Blur were the Britpop era's poster boys, figureheads of a scene they quickly grew to despise, and which they left behind with a series of ever more adventurous albums.
But Blur rode out their wildest years only to dissolve when they were making their most inventive music, 2002's 'Think Tank'; singer Damon Albarn and guitarist Graham Coxon's previously close friendship combusted. It's taken this long for the rifts to heal, and it is Glastonbury they chose to give those repairs a public inspection.
Springsteen may have stolen their thunder, but Blur -- playing their first major show with their original line-up since the band went in to hiatus in 2000 -- don't take it lying down.
Albarn is a bit fuller-framed, and looked decidedly pugilistic in a black polo shirt and jeans -- exactly like the kind of man whose pint you don't want to spill down your local.
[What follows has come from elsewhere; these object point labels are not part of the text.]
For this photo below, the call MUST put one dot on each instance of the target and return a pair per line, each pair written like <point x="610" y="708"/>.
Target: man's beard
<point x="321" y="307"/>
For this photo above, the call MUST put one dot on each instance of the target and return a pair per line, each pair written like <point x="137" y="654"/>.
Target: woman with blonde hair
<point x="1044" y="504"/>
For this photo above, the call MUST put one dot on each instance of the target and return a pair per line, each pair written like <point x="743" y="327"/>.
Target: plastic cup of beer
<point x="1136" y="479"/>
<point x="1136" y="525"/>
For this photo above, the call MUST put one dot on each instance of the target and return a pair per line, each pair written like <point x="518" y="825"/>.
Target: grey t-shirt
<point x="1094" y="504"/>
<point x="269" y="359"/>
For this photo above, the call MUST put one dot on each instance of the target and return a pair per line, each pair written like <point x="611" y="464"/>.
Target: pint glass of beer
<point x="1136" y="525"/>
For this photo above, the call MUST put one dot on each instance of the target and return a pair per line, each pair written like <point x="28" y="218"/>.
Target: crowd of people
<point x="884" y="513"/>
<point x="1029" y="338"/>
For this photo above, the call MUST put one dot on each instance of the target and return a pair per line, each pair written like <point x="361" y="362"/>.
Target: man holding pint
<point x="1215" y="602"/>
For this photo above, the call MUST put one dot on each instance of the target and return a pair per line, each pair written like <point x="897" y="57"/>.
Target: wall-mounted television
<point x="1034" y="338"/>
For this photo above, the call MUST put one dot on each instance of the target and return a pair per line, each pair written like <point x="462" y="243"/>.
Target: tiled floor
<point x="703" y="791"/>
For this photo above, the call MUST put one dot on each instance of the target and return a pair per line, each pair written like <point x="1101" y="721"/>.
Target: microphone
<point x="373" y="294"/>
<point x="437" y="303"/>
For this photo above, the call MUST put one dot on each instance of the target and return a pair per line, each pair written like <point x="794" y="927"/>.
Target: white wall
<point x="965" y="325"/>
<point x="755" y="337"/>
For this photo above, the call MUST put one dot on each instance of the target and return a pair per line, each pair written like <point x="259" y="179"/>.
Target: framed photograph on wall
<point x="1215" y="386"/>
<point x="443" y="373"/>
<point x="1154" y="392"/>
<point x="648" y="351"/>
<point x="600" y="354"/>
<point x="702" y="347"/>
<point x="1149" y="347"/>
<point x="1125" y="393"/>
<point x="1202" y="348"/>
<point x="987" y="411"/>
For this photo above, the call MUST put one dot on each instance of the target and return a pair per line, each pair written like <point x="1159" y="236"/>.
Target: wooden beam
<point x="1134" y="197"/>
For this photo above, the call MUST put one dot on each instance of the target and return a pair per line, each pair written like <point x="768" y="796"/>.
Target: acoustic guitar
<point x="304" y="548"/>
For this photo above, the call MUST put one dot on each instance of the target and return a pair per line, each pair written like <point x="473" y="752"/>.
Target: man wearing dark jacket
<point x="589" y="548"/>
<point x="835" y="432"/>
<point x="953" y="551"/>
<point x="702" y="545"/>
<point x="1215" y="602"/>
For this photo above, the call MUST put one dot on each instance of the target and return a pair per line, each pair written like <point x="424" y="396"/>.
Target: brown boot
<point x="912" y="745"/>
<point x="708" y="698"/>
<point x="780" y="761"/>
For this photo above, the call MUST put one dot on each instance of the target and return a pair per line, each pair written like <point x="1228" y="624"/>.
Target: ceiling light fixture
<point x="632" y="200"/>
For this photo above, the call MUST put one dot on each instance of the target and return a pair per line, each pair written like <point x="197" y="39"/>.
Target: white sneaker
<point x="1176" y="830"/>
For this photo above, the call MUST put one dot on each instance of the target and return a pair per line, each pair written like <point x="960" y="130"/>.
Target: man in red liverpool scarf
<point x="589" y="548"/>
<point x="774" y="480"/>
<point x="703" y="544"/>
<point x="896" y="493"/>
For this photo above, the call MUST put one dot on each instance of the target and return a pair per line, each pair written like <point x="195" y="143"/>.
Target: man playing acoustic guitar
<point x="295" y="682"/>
Coxon is back where he should be -- wrestling the most unnatural of sounds out of perfectly ordinary guitars -- and Alex James poses and preens with a cigarette dangling from his mouth. It's like they never went away.
Blur don't make this a difficult reconciliation. Glastonbury gets the hits; a loping, luminous version of 'There's No Other Way' and a doleful 'Badhead,' dedicated to the festival's hangovers. There's Phil Daniels shouting his way through 'Parklife' and a 'Song 2' that surely breaks some kind of record for the loudest "Woo-hoo!" uttered on Planet Earth.